What We Can Be Truly Thankful For



 The second Monday of October is the Canadian day to celebrate Thanksgiving. I have been trying to think of what to write for this Thanksgiving.  I could write the usual litany of things I am thankful for...family, shelter and food of course, being the obvious of all the big and small blessings I have in my life.  But I thought I would show you something else that I am thankful for and that is our safety and survival as a nation from the tyranny of Hitler.  Yes, I know it is a dark and gloomy topic and one that affected our family in a personal way in that my grandfather died in that war.  But there are always lessons we need not so much to be told but to be reminded of ....
 I and many others have always been curious about how much the ordinary citizens of Germany knew of the Holocaust during the war years.  This book, that I read recently, takes a look at this question and attempts an answer in novel form.


  I've been trying to think if I have read a novel before that is written from the point of view of people who are not Jewish and living in Nazi Germany.  I don't think so; therefore this is a first for me.
 I have been giving a lot of thought to this novel, Motherland, by Maria Hummel.  It was carefully well researched and, while dealing with horrible subject matter,  is wonderfully written.  Much of the story is from the point of view of Liesl, a young wife who suddenly has sole charge of three young children throughout the war years in Nazi Germany.  This family is presented as non political and we in fact, get the idea that they are not impressed with Hitler.
We follow Liesl's journey as she tries to be a good mother, keep her family fed and clothed all the while the world around her is literally coming apart at the seams.  Her paranoia, fears, and terror slowly and steadily mount as the story unfolds.  She has to cope with so much, the death of a child, fear for her husband's safety, the slow starvation that she and her children are enduring as the war drags on.

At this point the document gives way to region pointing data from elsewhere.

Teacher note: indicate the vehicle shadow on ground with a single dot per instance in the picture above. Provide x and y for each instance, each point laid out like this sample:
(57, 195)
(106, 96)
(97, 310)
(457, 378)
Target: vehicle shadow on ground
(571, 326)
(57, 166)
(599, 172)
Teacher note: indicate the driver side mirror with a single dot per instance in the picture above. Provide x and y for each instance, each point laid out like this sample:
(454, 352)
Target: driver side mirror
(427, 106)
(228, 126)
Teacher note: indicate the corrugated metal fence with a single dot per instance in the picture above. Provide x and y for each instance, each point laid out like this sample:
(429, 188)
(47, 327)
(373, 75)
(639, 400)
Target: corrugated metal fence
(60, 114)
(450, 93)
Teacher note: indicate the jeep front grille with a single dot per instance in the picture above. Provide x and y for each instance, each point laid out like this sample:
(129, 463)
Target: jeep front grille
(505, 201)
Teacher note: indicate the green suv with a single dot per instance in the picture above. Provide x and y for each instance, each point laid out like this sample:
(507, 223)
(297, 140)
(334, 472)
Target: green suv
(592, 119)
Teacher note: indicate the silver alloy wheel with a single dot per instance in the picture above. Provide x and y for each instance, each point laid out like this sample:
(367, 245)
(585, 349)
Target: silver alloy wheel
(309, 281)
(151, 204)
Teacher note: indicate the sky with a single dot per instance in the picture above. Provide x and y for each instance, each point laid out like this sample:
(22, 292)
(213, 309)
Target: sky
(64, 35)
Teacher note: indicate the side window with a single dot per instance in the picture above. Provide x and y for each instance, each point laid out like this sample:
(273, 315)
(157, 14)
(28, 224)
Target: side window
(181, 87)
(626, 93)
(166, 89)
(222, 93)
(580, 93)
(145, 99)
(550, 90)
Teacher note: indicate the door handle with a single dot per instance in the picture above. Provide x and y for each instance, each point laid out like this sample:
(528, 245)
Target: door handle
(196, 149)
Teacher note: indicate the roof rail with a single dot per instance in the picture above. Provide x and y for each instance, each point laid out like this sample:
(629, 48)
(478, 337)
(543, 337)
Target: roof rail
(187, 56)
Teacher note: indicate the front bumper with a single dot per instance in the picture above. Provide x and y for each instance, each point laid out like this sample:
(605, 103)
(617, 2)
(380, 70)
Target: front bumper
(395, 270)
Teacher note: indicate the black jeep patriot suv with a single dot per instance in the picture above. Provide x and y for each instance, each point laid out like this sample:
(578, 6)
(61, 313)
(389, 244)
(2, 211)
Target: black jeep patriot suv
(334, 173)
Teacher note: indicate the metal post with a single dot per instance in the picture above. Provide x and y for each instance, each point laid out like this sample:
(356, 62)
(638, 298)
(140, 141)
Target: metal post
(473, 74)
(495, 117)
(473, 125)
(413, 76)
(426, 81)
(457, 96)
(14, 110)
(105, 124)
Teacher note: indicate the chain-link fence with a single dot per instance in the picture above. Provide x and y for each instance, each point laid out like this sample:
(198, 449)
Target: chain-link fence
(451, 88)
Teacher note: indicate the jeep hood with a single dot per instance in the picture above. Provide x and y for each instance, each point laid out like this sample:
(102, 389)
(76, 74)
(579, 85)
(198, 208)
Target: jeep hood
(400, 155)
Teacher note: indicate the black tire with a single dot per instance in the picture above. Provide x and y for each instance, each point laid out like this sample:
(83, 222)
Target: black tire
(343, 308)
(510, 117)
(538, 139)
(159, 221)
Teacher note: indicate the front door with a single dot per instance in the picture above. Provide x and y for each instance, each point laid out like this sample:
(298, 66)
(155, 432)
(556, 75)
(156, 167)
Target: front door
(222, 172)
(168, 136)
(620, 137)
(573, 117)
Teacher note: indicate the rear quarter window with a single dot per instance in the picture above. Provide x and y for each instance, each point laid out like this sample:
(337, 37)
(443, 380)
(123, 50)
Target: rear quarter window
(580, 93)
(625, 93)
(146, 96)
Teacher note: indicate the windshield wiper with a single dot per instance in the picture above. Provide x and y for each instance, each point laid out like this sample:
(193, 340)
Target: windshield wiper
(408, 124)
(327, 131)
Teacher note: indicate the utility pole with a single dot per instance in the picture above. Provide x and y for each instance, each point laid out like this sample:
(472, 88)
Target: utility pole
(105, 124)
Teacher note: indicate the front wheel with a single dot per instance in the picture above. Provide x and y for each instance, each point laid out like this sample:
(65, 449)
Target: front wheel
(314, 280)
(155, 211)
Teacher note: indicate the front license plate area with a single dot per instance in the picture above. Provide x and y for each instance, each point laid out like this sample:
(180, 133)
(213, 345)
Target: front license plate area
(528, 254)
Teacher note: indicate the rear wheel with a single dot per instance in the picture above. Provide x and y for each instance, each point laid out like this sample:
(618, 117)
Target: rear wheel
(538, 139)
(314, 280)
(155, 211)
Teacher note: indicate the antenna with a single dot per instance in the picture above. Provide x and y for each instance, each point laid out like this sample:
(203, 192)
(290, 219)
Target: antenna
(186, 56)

Interwoven into all this is the infighting and fear of  neighbours; even old friends become suspicious and might even be dangerous. Trust disappears completely and with no one she can rely on, Liesl is alone and terrified, coping as best she can. Overriding all the domestic troubles is the constant threat of the party and in fact, anyone in authority.
When at the end of  the book, the American soldier, who Liesl is also terrified of, is interviewing her and asks what did she know (he's implying the Holocaust).  Liesl,  now in a daze, starved and grief-stricken, answers, I know nothing.  At this point I, the reader, has taken this horrible journey with her and think when she says this that it may be true. I hope against hope it is true.  I want it to be true.
 I think this was a very good author to make me feel like that.